The ECB's QE comes into play in a context that is even rosier than expected. All the actions taken by the ECB since 2011 have reduced the yield differential between the government bonds of the various countries. But what is this if not a distortion? Why are the top brass of the International Monetary Fund (IMF) and the European Commission still calling for the full adoption by member states of the structural reformspromised in recent years? A look at the bond markets would not seem to warrant all this urgency. Anything but. There are two possible answers here: either the market are lying or the institutions are. In this particular instance the first hypothesis is the correct one. The more yields are cut, the lower the sense of urgency and the worse the situation gets that was by no means rosy at the outset. In other words, we're wasting time. And to think that the ECB has a solution for all problems is not only wrong, it's downright foolhardy.
International investors are fully aware that without the QE the Federal Reserve will have to find other sources of earnings. And this is unlikely to be the Eurozone bonds, seeing as yields are at their lowest since the introduction of the euro in most member states, Italy included. Better turn towards more remunerative asset classes, such as shares or derivatives. But will the ECB be capable of managing any bubbles that may form around a some of its assets? As things stand, no one knows, seeing as each bubble is unique, and different from the previous ones. There may be similarities, but they are not sufficient to manage the scenario without the risk of damage.

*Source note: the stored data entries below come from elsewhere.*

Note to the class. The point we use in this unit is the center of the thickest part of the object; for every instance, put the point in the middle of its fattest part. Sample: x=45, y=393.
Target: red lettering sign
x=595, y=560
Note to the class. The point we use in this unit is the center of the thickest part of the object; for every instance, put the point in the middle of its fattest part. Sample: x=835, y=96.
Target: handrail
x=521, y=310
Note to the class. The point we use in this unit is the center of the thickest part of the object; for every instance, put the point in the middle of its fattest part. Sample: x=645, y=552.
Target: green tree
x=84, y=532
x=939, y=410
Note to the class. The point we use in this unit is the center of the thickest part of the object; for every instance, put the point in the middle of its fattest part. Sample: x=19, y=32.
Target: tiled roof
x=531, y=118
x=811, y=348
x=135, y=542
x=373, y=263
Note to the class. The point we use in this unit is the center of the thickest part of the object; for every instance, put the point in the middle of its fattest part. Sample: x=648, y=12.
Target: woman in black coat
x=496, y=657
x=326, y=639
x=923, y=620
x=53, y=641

In a world that is flying on the wings of easy cash, what can the euro area do? It certainly can't wait to be picked back up by the ECB once again. This is the last opportunity to show that the last six years of crisis have helped the Eurozone to mature, to raise it up to another level where concerted action, rather than individual efforts, runs the show. Once again, it's only a question of time. The faster the states take action and secure market trust once more, the more useful and effective the ECB's QE will be.